Linear Models

What are linear models?

Linear models are a common method of modeling and analyzing data. They can be used to predict one or more response variables ($y$) from one or more factors or predictor variables ($x$). They can also be used to understand how changing the factors explains variability in the responses. An example of the general form of a linear model is

$y = \beta_{0} + \beta_{1} x_{1} + \beta_{2} x_{2} + \beta_{12} x_{1} x_{2} + \beta_{11} x_{1}^{2} + \beta_{22} x_{2}^{2} + \varepsilon$,

where the $\beta$s represent the parameters of the model. That is, the response is predicted by a linear combination of terms involving the predictor variables. The constant ($\beta_{0}$) and the terms involving the predictor variables ($\beta_{i} x_{i}$) represent the signal, or systematic variation. The $\varepsilon$ term represents the noise, or random error.

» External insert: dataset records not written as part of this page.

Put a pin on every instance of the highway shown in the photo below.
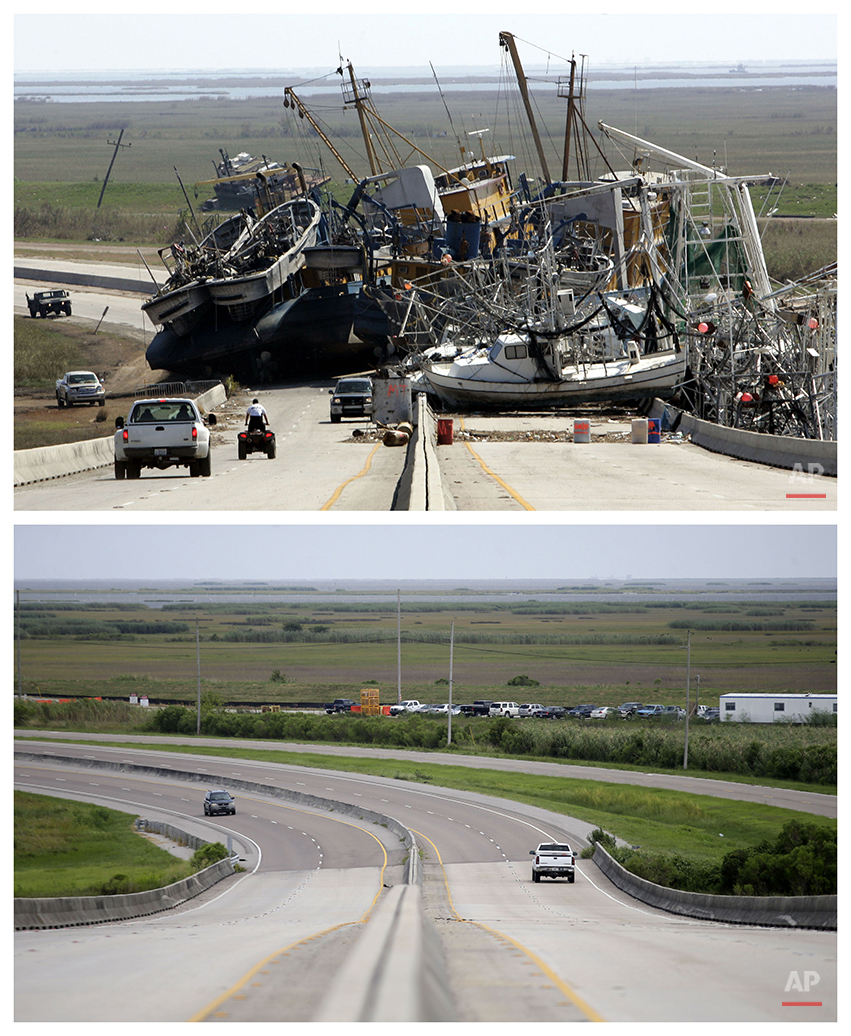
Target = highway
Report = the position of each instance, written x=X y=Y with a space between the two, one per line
x=268 y=944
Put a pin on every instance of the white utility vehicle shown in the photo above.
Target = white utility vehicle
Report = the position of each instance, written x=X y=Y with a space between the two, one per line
x=163 y=433
x=554 y=860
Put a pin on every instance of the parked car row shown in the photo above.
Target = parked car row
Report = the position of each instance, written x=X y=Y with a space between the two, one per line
x=531 y=710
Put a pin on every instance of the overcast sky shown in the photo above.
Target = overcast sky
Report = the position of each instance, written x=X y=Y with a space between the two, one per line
x=385 y=34
x=471 y=550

Why are they called linear models?

The word "linear" in the name of these models refers to the $\beta$s. That is, the linear model is linear in the parameters. It does not have to be linear in the predictor variables, though. For example, the predictors can be combined (e.g., $x_{1} x_{2}$) or transformed (e.g., $x_{1}$$^{2}$) as you see in the example above. You could have a term involving $log$($x_{i}$), and it would still be a linear model.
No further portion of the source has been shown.